Little is known about the author named William Shakespeare, and some respected scholars believe there is reason to suspect that the famous plays and sonnets attributed to him may not have been written by William Shakespeare at all.
In 1991, The Atlantic Monthly solicited articles from two authors on opposing sides of the debate about the true identity of the author of the Shakespeare works. In "The Case for Oxford" Tom Bethell argued that the works were probably written by the Earl of Oxford, Edward de Vere, who, for fear of compromising his aristocratic name by writing for the public, falsely attributed his works to an uneducated actor from Stratford by the name of William Shakspere. Irvin Matus, on the other hand, argued in "The Case for Shakespeare," that there is inadequate reason to doubt that the actor from Stratford was in fact the true author of the Shakespeare works.

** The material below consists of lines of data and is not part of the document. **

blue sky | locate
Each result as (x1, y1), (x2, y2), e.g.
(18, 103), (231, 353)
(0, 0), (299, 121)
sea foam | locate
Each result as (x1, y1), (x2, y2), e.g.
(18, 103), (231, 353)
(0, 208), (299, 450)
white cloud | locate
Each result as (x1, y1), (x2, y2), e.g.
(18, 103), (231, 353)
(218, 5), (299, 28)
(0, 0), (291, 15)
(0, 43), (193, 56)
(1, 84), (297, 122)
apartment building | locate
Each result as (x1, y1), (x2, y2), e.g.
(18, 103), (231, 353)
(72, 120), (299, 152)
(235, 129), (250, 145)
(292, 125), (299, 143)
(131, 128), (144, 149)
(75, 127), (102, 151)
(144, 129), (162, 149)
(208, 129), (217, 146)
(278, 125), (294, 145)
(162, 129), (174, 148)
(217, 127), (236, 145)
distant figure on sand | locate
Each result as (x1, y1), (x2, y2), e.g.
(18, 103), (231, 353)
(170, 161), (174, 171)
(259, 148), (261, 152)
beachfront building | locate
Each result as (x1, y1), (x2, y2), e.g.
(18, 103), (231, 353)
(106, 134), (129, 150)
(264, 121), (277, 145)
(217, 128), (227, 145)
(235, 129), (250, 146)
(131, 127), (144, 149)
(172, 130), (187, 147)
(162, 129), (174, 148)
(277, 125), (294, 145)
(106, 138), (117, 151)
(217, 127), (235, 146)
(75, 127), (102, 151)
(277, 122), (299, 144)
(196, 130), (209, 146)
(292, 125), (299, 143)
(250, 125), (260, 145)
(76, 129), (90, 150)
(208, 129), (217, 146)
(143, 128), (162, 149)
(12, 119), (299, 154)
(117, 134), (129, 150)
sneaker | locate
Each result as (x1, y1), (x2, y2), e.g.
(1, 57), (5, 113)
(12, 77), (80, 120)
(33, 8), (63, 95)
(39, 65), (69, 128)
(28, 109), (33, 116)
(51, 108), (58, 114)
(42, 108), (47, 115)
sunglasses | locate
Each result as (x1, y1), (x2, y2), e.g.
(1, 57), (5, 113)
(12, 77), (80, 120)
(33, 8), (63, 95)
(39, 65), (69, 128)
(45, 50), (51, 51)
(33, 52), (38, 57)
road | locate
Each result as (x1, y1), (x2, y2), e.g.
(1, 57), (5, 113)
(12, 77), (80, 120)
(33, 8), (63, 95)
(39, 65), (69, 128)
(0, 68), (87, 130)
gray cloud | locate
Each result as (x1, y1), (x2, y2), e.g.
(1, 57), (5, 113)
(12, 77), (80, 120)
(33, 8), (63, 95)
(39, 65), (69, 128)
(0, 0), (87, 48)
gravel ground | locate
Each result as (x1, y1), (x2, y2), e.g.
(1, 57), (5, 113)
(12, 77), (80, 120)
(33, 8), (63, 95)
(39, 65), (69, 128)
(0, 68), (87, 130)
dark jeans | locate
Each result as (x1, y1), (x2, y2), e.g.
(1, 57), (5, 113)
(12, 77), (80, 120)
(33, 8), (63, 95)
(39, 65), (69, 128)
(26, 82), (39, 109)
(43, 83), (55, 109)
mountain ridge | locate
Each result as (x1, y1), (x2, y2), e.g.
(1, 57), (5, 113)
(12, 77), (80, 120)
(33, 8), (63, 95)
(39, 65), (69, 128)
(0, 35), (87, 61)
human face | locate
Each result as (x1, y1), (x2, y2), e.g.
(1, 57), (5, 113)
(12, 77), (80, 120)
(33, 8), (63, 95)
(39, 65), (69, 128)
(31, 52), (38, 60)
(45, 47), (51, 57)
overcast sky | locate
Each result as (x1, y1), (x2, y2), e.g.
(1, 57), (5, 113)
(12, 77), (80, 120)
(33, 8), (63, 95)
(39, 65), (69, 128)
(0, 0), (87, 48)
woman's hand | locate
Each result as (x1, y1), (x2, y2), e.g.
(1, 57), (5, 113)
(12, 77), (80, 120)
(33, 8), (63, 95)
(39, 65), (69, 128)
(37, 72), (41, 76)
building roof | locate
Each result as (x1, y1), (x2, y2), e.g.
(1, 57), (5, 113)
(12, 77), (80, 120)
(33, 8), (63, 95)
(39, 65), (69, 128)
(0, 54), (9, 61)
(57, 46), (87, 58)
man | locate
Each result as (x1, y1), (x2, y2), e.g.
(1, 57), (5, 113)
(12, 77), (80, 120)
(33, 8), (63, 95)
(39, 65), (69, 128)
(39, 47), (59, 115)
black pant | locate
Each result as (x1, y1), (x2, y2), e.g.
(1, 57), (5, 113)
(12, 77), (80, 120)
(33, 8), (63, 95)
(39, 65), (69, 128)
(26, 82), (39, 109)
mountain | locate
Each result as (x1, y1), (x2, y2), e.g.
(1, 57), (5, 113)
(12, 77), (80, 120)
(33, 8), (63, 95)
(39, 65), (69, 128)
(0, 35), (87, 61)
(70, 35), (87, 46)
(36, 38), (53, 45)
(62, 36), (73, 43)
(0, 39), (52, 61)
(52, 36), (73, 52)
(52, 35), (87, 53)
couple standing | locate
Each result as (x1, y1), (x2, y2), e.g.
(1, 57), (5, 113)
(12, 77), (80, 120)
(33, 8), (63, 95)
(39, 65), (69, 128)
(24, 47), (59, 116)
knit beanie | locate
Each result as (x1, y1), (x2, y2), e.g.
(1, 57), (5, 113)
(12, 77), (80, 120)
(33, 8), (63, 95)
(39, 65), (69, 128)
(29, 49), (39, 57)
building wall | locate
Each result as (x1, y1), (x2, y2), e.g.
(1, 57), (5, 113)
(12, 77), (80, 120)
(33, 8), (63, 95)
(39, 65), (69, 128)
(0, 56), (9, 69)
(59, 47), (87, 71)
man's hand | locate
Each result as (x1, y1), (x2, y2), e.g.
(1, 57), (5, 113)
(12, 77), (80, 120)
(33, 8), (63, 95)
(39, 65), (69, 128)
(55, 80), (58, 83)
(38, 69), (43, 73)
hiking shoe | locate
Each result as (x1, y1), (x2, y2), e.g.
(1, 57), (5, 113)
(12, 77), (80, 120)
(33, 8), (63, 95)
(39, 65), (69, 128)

Bethell and Matus were each given a copy of the other's argument, so that each could write a rebuttal. The two opposing articles, with an introduction by the Atlantic editors, were published side by side in the October, 1991, issue of the magazine, along with subsequent rebuttals by Matus and by Bethell. Also included was "The Ghost's Vocabulary," an article by Edward Dolnick about the joint quest of a statistician and a mathematician to use computer analysis "to find out whether Shakespeare, rather than Francis Bacon or the Earl of Oxford or any of a myriad of others, wrote the plays and poems we associate with his name."